Survey: Nearly 50% Of Former Employees Have Hacked Their Company Accounts
Experts predict cyberattacks against small businesses are expected to grow this year. That makes it an issue entrepreneurs need to be aware of and should take action to help combat.
This report reveals that 43% of such attacks focus on small businesses. Simultaneously, research shows that the concern is a big deal for several reasons. They include that breaches can become a very expensive problem for small and medium-sized businesses to fix without the resources of larger companies. It can also create a loss of productivity, hurt customer relationships, and even lead to business closure.
According to this, a surge in cybercrime is expected to boost spending on cybersecurity products and services to a whopping $1.75 trillion between 2021 and 2025.
And now, new details show that many companies do not take sufficient preventive measures to shield their establishments from former employees hacking their accounts.
Last month, a survey of 1,000 U.S. employees by PasswordManager.com found that 47% admitted using employers’ passwords after departing. Over 1 in 4 are using passwords to access paid subscriptions; only 1 in 7 declare they have been caught using former company passwords.
Some 10% say they used past employers’ passwords to disrupt company activities. And 56% reported they could access the accounts because passwords had not changed since their departure. Another 44% stated an existing employee provided them with the passwords.
Daniel Farber Huang, CEO of the EchoStream Group, a strategic consulting firm specializing in privacy issues, shared with Black Enterprise how small businesses, including Black businesses, can be especially vulnerable to misuse of passwords by ex-employees. The unauthorized activity can occur in many ways, including via email and subscriptions.
As such, he says business owners need to think about managing potential risks. For instance, if a former employee is using a former company’s paid service, they are, at a minimum, subject to incremental costs that the company incurs. If there are per-user license fees a former employee takes advantage of, then the company is impacted directly, even in insignificant amounts.
“Alternatively, if an ex-employee is maliciously trying to hurt the company, that’s a whole other scenario that can have frustrating, expensive, or even devastating impacts to business owners.”
He noted that employees at smaller companies commonly have a wide range of responsibilities, meaning a person may have access to multiple systems or information sources. He suggests that business owners at least should communicate clearly and in writing to their employees what proper standard of conduct the firm expects of everyone about cybersecurity, including the owner.

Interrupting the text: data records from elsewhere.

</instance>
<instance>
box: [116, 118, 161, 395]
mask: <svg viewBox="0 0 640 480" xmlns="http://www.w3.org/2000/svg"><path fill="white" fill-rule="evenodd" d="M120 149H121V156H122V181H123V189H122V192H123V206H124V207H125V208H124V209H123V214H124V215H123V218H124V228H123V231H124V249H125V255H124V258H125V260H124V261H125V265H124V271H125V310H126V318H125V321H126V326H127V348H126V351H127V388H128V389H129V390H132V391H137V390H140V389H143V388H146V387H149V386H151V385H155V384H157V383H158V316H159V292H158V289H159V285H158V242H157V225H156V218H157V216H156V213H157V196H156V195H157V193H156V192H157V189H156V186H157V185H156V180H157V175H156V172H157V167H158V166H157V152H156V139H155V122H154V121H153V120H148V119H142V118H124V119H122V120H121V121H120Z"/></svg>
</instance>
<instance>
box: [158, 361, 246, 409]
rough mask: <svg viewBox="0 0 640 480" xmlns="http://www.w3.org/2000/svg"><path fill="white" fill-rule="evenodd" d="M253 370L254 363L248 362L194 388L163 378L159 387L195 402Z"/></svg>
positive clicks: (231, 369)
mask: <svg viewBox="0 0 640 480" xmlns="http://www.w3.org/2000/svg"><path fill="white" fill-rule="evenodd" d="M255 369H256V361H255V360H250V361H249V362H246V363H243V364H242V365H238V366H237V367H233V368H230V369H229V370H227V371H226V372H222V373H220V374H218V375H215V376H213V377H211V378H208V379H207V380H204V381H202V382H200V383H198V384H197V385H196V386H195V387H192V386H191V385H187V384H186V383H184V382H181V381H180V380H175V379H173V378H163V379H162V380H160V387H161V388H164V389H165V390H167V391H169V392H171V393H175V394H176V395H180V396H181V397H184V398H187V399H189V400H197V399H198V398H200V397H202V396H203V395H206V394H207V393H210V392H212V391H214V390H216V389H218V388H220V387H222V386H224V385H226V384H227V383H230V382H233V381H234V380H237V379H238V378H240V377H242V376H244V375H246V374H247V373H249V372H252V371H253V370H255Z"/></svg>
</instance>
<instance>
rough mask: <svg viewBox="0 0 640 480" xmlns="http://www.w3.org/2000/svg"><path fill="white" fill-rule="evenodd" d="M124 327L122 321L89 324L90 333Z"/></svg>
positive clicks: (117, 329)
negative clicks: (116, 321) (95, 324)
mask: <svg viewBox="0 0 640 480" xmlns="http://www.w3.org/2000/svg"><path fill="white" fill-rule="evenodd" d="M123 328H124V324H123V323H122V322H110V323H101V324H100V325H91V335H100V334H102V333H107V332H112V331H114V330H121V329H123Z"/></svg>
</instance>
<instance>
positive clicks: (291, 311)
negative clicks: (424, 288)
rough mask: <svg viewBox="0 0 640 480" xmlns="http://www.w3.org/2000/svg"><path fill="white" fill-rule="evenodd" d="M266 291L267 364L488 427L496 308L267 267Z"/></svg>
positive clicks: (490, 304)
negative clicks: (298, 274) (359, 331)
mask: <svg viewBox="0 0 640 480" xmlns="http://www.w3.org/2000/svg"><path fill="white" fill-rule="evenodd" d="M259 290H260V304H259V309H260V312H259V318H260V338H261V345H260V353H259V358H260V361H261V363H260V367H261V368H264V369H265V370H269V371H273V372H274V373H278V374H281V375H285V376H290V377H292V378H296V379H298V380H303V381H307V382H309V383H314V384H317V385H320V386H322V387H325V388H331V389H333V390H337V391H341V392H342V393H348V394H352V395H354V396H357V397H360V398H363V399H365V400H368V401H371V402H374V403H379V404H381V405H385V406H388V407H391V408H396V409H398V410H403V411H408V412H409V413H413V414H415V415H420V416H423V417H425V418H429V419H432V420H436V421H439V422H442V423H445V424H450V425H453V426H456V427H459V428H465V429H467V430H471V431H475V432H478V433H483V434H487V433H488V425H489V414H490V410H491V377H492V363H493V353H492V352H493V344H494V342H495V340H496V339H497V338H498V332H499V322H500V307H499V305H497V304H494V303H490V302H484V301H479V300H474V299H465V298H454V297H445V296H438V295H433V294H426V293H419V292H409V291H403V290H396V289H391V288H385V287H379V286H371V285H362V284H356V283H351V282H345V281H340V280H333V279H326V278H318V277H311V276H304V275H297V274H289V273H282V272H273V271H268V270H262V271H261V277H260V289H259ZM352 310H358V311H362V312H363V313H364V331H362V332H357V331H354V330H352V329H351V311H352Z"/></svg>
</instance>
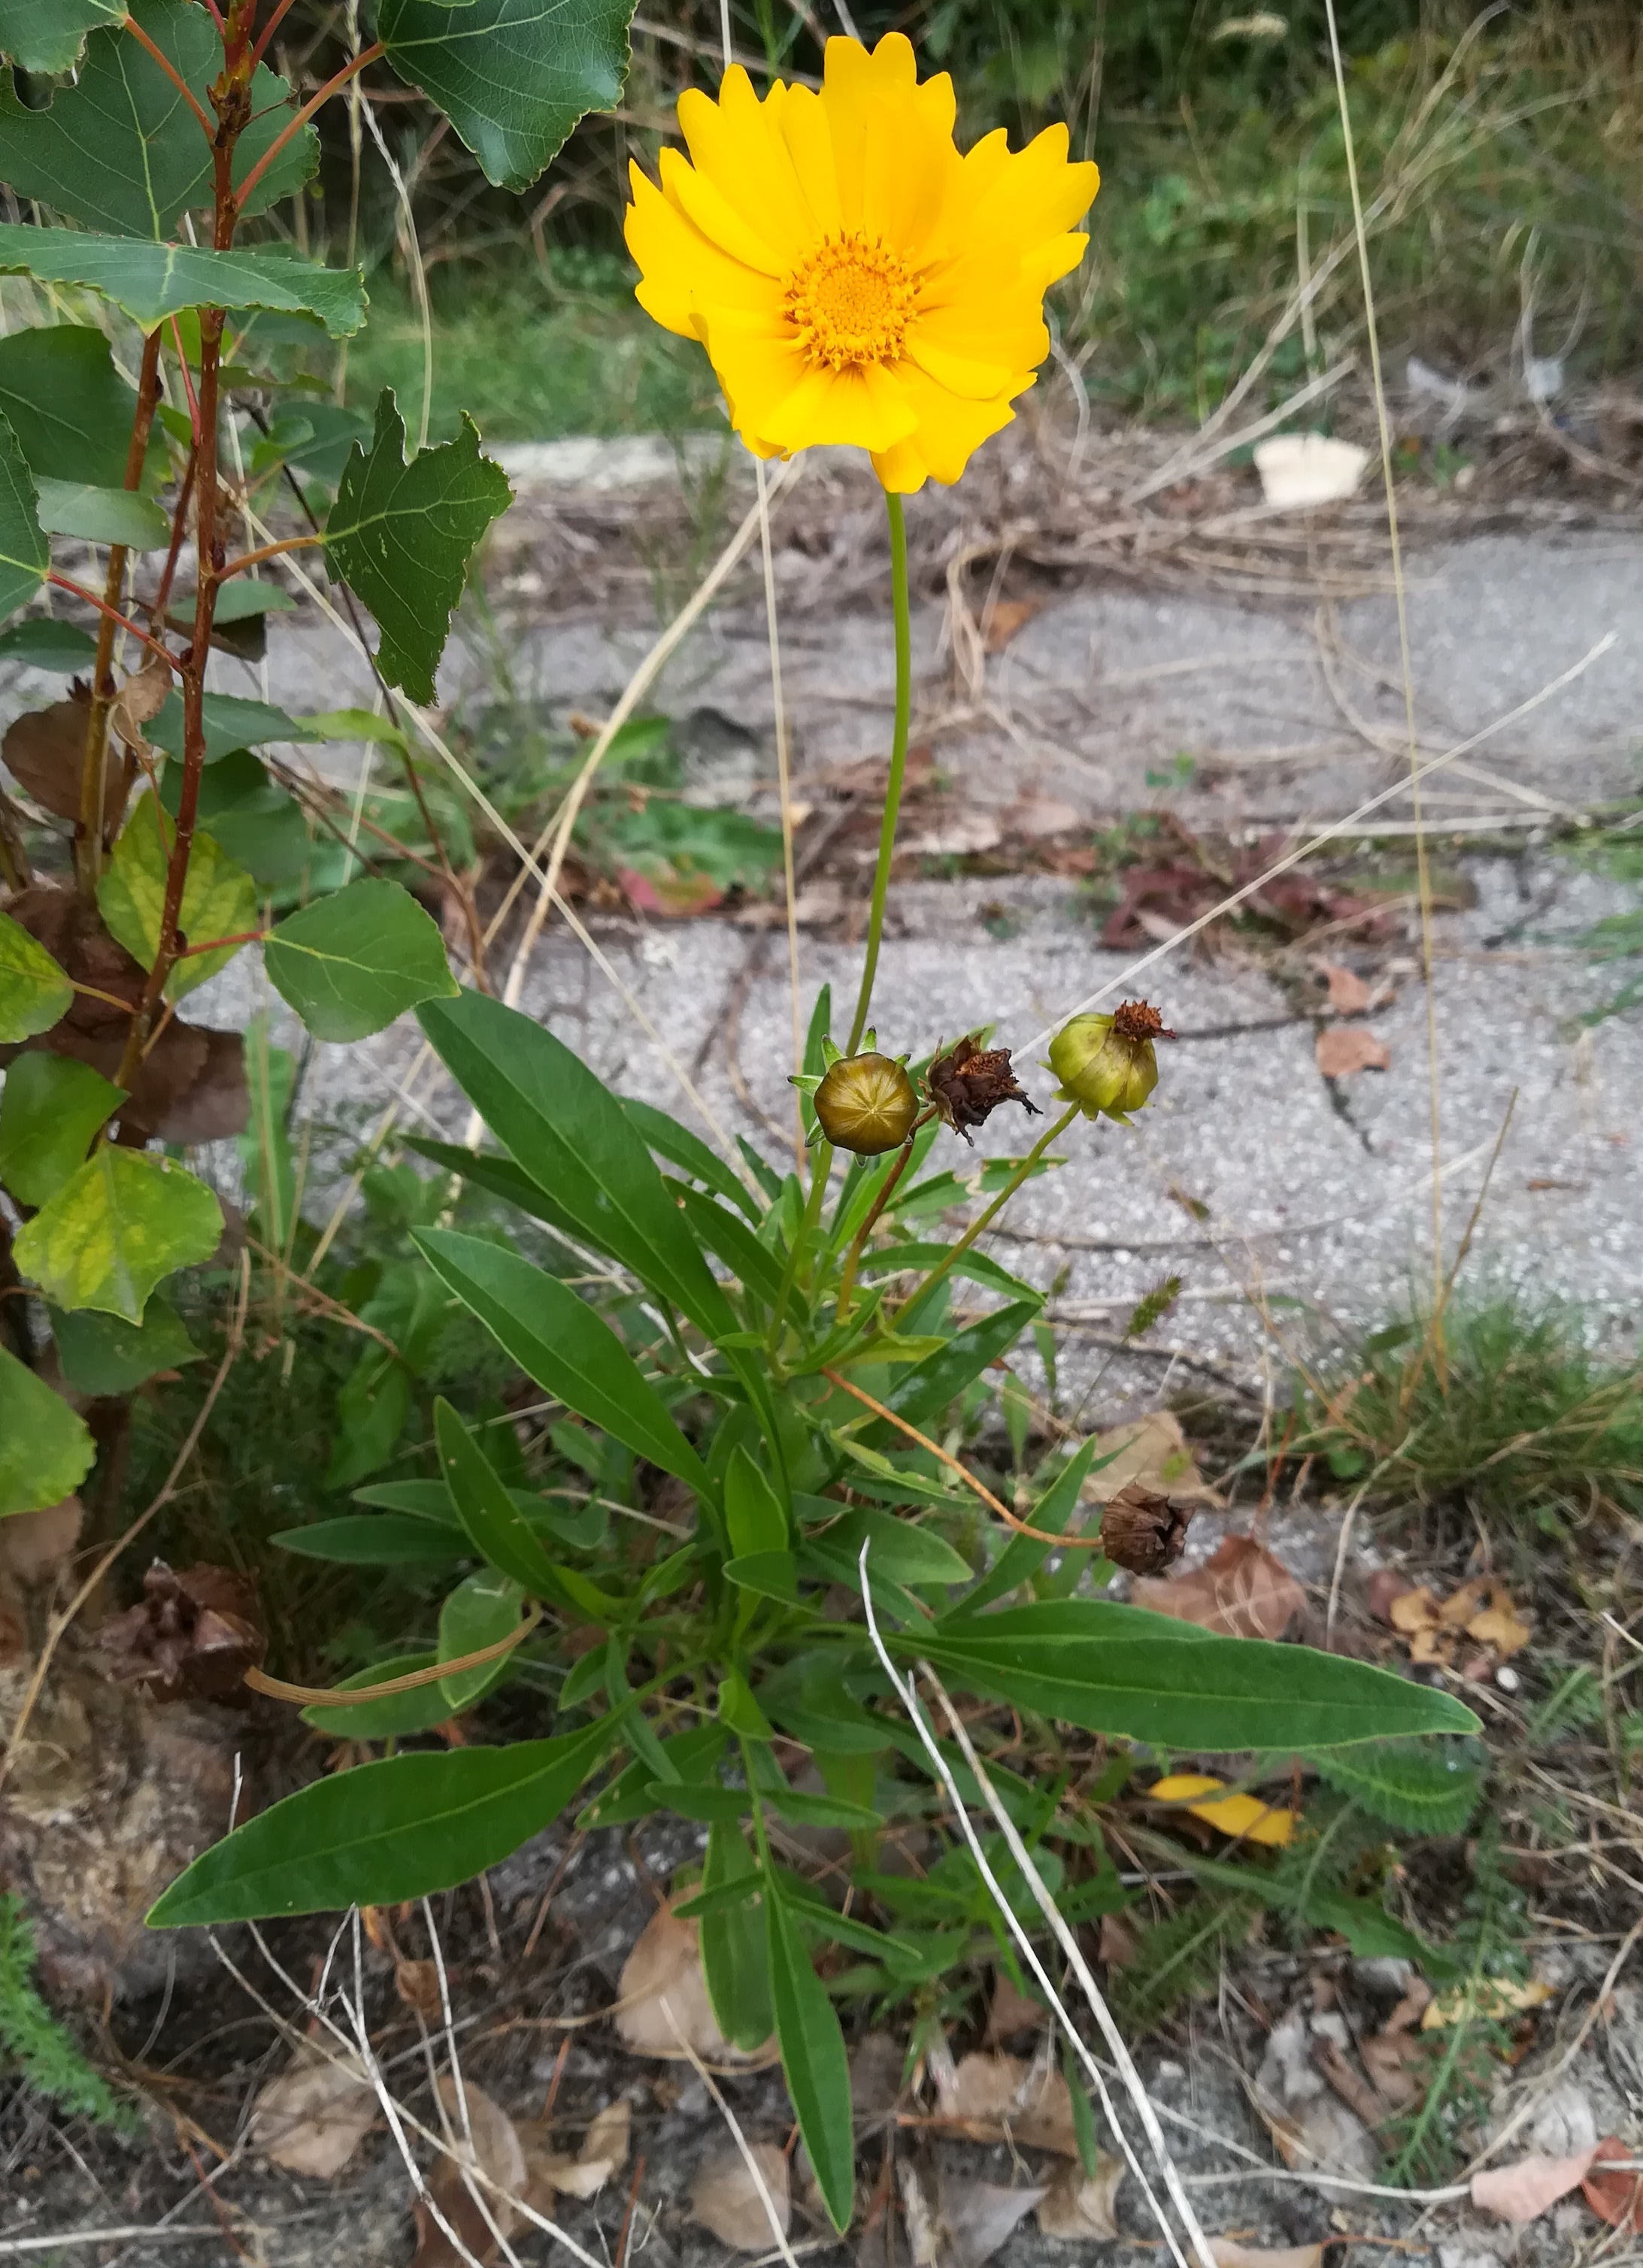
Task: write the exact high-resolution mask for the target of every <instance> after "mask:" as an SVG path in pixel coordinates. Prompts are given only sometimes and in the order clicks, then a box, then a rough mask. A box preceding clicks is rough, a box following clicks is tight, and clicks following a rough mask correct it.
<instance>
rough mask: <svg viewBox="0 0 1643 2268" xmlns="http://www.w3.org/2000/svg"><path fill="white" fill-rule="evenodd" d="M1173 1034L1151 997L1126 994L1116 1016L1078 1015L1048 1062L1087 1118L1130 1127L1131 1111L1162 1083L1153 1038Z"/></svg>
mask: <svg viewBox="0 0 1643 2268" xmlns="http://www.w3.org/2000/svg"><path fill="white" fill-rule="evenodd" d="M1173 1036H1176V1034H1173V1032H1166V1030H1164V1018H1162V1016H1160V1014H1157V1009H1155V1007H1148V1002H1146V1000H1126V1002H1123V1007H1117V1009H1114V1012H1112V1016H1073V1018H1071V1023H1064V1025H1062V1027H1060V1032H1058V1034H1055V1039H1053V1041H1051V1061H1048V1068H1051V1070H1053V1073H1055V1077H1058V1080H1060V1082H1062V1086H1060V1095H1062V1102H1076V1105H1078V1107H1080V1109H1082V1114H1085V1118H1103V1116H1105V1118H1117V1120H1119V1125H1126V1127H1128V1125H1130V1111H1139V1109H1141V1105H1144V1102H1146V1098H1148V1095H1151V1093H1153V1089H1155V1086H1157V1057H1155V1055H1153V1041H1155V1039H1173Z"/></svg>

Huang added that companies must clarify what is considered proprietary information, how it should and should not be used, and what the employee’s responsibility is to handle it appropriately. “It’s best to present that to employees when they join the company to set expectations and explain it to existing staff. This behavior should be formalized in standard operating procedures.”
He explained one of the most important things managers can do to help avoid risks from ex-employees is not to create disgruntled employees in the first place if possible.
“Technology is one way to solve this problem, but many times I would say mutual respect and communication go even further in preventing difficult situations like these.”